Use `pull_request_target` event for building images, and `concurrency` to
automatically cancel old jobs for PRs.

This means that:

- GitHub will automatically cancel old jobs for us, so we don't have to
  handle that ourselves (removes most of the use of the
  cancel-workflow-action)

- GitHub displays these checks directly on the PR, but it is still run
  in the context of our repo, meaning it has access write to our
  repo/access to secrets etc.

- Since it shows up directly on the PR checks, we don't need to create the
  check in the "CI" workflow to show the status of the Image Build.

- We also don't need to post the comment saying _why_ it failed, as the
  Build Image status will show up directly there

- Since `pull_request_target` has information about the PR in the
  `github.event` context, we don't need the complex mechanism to find
  the "other" PR, we can do a fairly simple API request and filter by
  the commit SHA to find and cancel to CI workflow job. (This removes
  the final use of the cancel-workflow-action)

One change I had to make here what tag we use for Docker images we build
and push up.
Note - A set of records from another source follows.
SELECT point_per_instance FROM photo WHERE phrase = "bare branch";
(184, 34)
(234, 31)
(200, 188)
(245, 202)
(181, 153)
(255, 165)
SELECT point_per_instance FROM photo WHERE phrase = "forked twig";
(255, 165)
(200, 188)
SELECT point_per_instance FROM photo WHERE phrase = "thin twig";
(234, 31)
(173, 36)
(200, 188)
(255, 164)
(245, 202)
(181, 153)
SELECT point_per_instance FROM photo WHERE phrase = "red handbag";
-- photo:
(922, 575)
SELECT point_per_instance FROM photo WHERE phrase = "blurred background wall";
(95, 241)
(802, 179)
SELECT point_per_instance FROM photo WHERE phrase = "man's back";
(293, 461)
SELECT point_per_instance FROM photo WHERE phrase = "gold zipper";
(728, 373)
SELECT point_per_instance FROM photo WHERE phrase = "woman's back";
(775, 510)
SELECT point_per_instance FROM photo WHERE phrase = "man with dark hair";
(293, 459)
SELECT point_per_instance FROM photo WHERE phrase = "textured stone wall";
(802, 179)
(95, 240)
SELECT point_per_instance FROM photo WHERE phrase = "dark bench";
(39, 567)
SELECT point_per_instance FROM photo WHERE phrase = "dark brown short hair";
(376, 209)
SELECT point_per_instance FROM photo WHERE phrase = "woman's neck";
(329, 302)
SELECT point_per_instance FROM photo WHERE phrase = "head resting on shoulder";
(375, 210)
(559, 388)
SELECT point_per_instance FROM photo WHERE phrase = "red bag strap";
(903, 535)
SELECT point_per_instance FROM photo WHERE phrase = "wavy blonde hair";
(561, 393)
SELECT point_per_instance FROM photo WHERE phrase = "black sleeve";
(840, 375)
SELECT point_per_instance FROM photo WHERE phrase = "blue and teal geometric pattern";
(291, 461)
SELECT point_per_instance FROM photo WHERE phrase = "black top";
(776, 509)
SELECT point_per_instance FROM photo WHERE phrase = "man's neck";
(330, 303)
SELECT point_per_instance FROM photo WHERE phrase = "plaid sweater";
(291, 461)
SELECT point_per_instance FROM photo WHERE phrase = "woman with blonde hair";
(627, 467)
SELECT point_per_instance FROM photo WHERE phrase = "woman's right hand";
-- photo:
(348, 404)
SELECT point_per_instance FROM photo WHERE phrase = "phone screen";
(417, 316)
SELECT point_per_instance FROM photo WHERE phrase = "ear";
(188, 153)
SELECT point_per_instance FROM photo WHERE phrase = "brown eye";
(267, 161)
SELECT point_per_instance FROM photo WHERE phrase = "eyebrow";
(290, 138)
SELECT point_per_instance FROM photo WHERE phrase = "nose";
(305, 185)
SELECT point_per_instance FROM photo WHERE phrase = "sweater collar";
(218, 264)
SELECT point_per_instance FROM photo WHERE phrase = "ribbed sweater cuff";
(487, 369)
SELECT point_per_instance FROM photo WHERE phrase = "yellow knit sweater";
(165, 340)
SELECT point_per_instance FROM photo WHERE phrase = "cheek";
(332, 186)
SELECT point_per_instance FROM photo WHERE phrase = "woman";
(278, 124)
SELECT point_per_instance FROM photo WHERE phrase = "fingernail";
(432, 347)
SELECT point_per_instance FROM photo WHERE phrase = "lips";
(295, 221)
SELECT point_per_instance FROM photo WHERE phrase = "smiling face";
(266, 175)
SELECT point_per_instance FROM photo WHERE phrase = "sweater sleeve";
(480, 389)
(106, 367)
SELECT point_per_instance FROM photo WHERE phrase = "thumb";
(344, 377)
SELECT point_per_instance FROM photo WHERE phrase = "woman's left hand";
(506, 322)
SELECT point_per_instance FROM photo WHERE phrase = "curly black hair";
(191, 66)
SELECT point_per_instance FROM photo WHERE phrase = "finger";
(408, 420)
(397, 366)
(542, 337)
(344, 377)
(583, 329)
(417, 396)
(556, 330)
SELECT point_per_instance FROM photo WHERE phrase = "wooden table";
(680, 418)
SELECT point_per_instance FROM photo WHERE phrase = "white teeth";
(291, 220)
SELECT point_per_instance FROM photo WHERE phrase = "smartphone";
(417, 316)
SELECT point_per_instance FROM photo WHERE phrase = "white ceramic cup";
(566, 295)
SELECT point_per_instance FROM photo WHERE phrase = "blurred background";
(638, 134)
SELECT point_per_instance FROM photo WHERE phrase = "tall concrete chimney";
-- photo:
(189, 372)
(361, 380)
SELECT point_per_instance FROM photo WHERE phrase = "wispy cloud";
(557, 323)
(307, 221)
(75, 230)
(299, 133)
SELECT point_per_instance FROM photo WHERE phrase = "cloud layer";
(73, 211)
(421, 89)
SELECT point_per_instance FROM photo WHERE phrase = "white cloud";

Previously we used the "source run ID" (i.e. the id of the
CI run) but with pull_request_target we don't have that anymore. We
could use the same API mechanism we do to cancel to find the target job,
but the only requirement here is for an ID that both jobs know -- the
SHA of the PR branch fills that need

Extra side benefits of this:

- The sidebar of commits in main branch aren't "polluted" with Build
  Images for PRs like they were previously.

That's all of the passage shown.